Metadata-Version: 2.4
Name: easecation-iam-client
Version: 1.3.4
Summary: IAM V2 client library for EaseCation services (Python port of @easecation/iam-client)
License-Expression: LicenseRef-Proprietary
Keywords: iam,oauth,jwt,rbac,easecation
Classifier: Programming Language :: Python :: 3
Classifier: Programming Language :: Python :: 3.10
Classifier: Programming Language :: Python :: 3.11
Classifier: Programming Language :: Python :: 3.12
Requires-Python: >=3.10
Description-Content-Type: text/markdown
Requires-Dist: requests>=2.28.0
Provides-Extra: dev
Requires-Dist: pytest>=7.0; extra == "dev"

# easecation-iam-client

Python port of [@easecation/iam-client](https://www.npmjs.com/package/@easecation/iam-client).

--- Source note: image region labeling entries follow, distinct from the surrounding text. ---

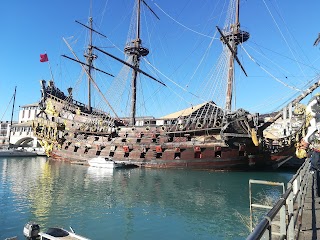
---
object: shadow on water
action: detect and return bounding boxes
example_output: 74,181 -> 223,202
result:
0,158 -> 292,239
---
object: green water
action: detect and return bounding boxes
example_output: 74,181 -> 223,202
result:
0,157 -> 293,240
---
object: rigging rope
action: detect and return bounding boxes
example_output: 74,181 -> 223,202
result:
263,0 -> 304,80
240,44 -> 302,92
152,0 -> 215,38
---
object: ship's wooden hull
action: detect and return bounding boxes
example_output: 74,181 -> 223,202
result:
33,90 -> 288,170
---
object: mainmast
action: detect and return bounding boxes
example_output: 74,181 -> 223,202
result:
124,0 -> 149,126
220,0 -> 250,111
8,86 -> 17,148
84,17 -> 97,112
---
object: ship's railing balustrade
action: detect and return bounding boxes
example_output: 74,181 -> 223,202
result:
247,159 -> 310,240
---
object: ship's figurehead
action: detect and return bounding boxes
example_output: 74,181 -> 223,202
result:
296,93 -> 320,158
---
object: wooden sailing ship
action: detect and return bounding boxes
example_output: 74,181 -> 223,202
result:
33,0 -> 319,170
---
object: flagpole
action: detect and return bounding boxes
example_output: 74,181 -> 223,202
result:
45,51 -> 54,82
48,60 -> 54,82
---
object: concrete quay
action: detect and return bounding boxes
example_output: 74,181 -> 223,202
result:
298,172 -> 320,240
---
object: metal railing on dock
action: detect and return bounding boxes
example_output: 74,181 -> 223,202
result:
247,159 -> 310,240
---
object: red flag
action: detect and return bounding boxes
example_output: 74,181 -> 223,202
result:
40,53 -> 49,62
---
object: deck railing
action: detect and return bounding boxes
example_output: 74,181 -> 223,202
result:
247,159 -> 310,240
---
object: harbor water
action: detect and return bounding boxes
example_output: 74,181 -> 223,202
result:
0,157 -> 293,240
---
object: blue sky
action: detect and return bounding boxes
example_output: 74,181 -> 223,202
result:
0,0 -> 320,120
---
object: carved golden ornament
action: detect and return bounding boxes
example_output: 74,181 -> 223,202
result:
293,103 -> 306,115
45,100 -> 59,117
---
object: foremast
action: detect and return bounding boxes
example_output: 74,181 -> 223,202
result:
124,0 -> 149,126
218,0 -> 250,112
84,17 -> 97,112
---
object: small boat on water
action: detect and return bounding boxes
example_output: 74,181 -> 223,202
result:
0,148 -> 38,157
23,222 -> 89,240
88,157 -> 125,169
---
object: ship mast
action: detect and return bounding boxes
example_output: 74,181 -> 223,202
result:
218,0 -> 250,111
84,17 -> 97,112
124,0 -> 149,126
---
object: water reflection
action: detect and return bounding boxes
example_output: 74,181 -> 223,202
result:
86,167 -> 116,182
0,157 -> 292,239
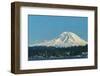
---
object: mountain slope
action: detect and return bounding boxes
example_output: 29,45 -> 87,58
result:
31,32 -> 87,47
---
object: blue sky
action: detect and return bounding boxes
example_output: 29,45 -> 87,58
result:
28,15 -> 88,45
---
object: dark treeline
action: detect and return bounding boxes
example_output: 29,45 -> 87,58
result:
28,45 -> 88,60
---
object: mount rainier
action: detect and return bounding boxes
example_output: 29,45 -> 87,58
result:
30,32 -> 87,47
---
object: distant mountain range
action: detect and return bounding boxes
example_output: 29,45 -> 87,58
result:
29,32 -> 87,47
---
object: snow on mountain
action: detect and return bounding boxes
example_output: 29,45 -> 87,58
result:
30,32 -> 87,47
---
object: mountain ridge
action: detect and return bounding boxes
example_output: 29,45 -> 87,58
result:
30,32 -> 87,47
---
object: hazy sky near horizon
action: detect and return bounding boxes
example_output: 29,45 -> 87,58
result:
28,15 -> 88,45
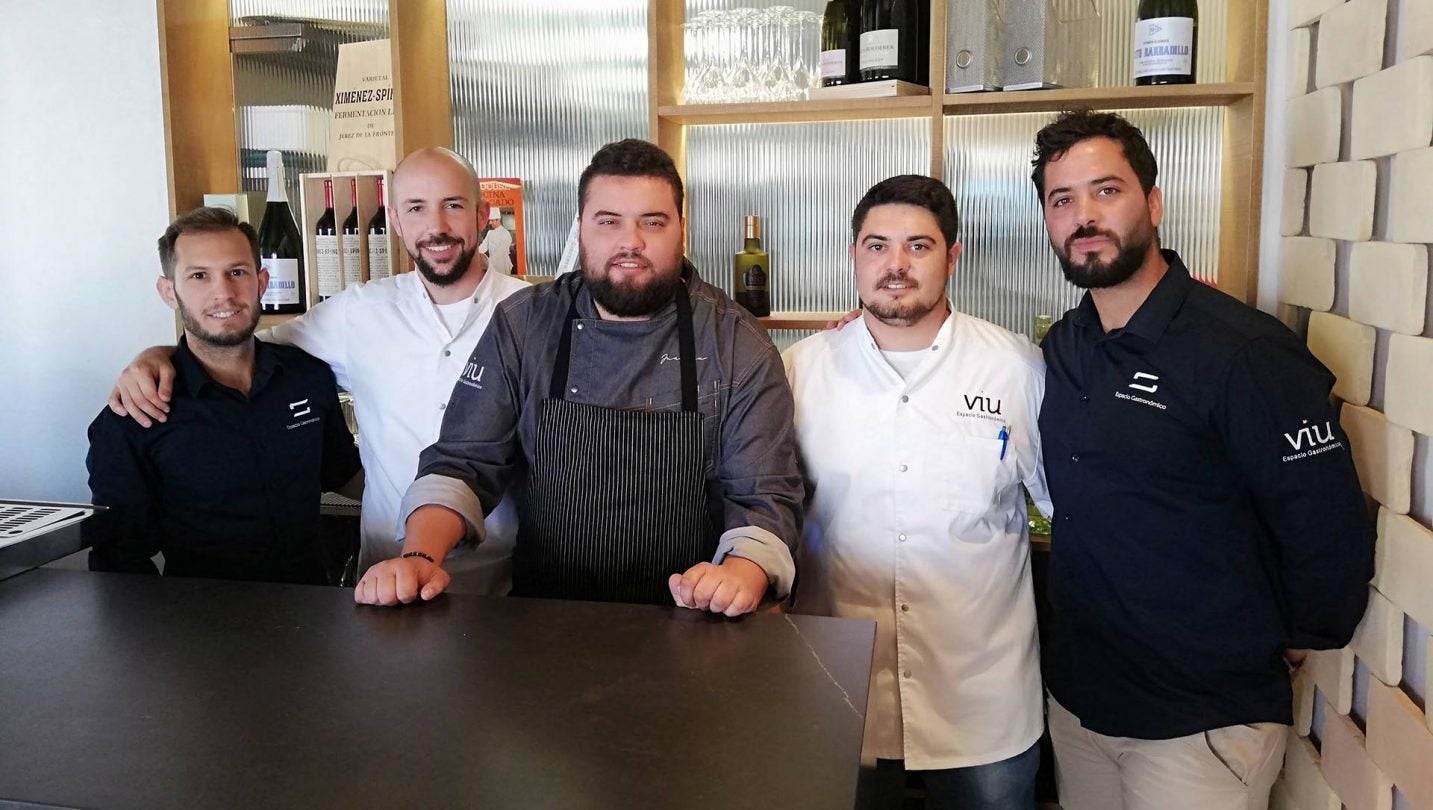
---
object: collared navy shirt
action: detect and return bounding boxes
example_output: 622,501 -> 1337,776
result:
82,338 -> 360,585
1040,251 -> 1373,740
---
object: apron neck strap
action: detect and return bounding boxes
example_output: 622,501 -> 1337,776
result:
547,270 -> 698,413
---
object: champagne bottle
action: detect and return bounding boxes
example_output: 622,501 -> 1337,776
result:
1135,0 -> 1199,85
821,0 -> 861,87
368,178 -> 393,281
860,0 -> 930,85
259,149 -> 307,314
342,178 -> 363,287
732,214 -> 771,317
314,181 -> 340,301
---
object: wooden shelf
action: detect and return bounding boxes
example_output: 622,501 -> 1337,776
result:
944,82 -> 1255,115
258,315 -> 298,331
757,313 -> 845,330
656,82 -> 1255,126
656,96 -> 934,126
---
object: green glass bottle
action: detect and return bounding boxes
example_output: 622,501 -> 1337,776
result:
1025,315 -> 1055,538
732,214 -> 771,318
1135,0 -> 1199,85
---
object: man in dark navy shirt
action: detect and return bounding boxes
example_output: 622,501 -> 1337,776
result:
82,208 -> 363,585
1033,112 -> 1373,810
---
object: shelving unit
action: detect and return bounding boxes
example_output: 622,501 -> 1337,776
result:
159,0 -> 453,328
648,0 -> 1268,309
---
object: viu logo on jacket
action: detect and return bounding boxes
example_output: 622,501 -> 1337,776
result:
1284,421 -> 1334,450
457,363 -> 487,390
964,394 -> 1000,416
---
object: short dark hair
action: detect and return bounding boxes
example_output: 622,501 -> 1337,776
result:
851,175 -> 960,249
1030,110 -> 1159,206
159,208 -> 262,278
577,138 -> 686,216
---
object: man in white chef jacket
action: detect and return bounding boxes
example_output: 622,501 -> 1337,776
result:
477,208 -> 513,275
784,175 -> 1050,810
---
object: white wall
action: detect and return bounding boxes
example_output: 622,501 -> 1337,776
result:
0,0 -> 175,500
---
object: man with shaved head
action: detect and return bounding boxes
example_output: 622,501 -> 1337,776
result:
110,148 -> 527,594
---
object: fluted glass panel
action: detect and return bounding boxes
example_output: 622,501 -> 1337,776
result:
686,118 -> 930,311
686,0 -> 1230,87
229,0 -> 388,205
944,108 -> 1224,334
447,0 -> 648,274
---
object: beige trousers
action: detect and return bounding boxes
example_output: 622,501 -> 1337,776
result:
1049,697 -> 1288,810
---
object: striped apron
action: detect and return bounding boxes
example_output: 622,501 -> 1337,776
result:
512,284 -> 717,605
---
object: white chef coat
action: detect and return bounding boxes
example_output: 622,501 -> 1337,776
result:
259,272 -> 527,594
477,225 -> 513,275
784,314 -> 1050,770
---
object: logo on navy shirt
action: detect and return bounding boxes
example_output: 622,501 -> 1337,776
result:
457,363 -> 487,391
288,397 -> 318,430
1284,419 -> 1343,463
1115,371 -> 1169,410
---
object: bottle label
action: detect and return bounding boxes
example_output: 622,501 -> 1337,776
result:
741,264 -> 767,292
368,234 -> 393,281
261,257 -> 302,307
344,234 -> 363,287
861,29 -> 900,70
1135,17 -> 1194,79
315,234 -> 340,298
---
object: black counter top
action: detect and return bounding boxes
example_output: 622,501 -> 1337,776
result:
0,569 -> 874,809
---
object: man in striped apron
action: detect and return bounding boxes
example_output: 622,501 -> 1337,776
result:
355,139 -> 804,615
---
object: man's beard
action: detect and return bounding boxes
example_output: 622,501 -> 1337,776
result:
175,297 -> 259,348
577,249 -> 682,318
1055,227 -> 1155,290
408,239 -> 477,287
863,272 -> 940,327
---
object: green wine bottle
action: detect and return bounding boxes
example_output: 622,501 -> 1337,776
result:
732,214 -> 771,318
821,0 -> 861,87
1135,0 -> 1199,85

IAM V2 API wrapper for EaseCation services.

## Install

```bash
pip install easecation-iam-client
```

Or from repo:

```bash
pip install -e packages/iam-client-py
```

## Usage

```python
from easecation_iam_client import IamClient, create_iam_client_from_env

# From env (IAM_BASE_URL, IAM_CLIENT_ID, IAM_CLIENT_SECRET)
client = create_iam_client_from_env()

# Or explicit config
client = IamClient(
    iam_base_url="https://iamapi.easecation.net",
    client_id="YOUR_CLIENT_ID",
    client_secret="YOUR_CLIENT_SECRET",
)

# OAuth code exchange
tokens = client.exchange_oauth_code(code, redirect_uri)

# Verify access token
verify = client.verify_token(access_token)

# API key verification
api_key_data = client.verify_api_key(key_value)

# App session verification
valid = client.verify_app_session_token(app_session_token)
```

## API

- `get_app_session_token()`, `invalidate_app_token()`
- `exchange_oauth_code(code, redirect_uri)`
- `verify_token(access_token)`, `evict_from_verify_cache(access_token)`
- `refresh_token(refresh_token)`, `revoke_token(refresh_token)`
- `get_jwks()`, `get_user_profile(access_token)`, `get_user_bootstrap(...)`, `get_hr_bootstrap_data(...)`
- `verify_iam_callback_token(iam_token, ...)`, `get_user_permissions(user_id, ...)`
- `verify_api_key(key_value)`, `evict_api_key_from_cache(key_value)`, `clear_api_key_cache()`
- `verify_app_session_token(app_session_token)`, `clear_app_session_verify_cache()`

`ApiKeyRotationHelper` for zero-downtime key rotation: `create_new_key(...)`, `revoke_key(key_id, ...)`, `list_active_keys(owner_id?)`.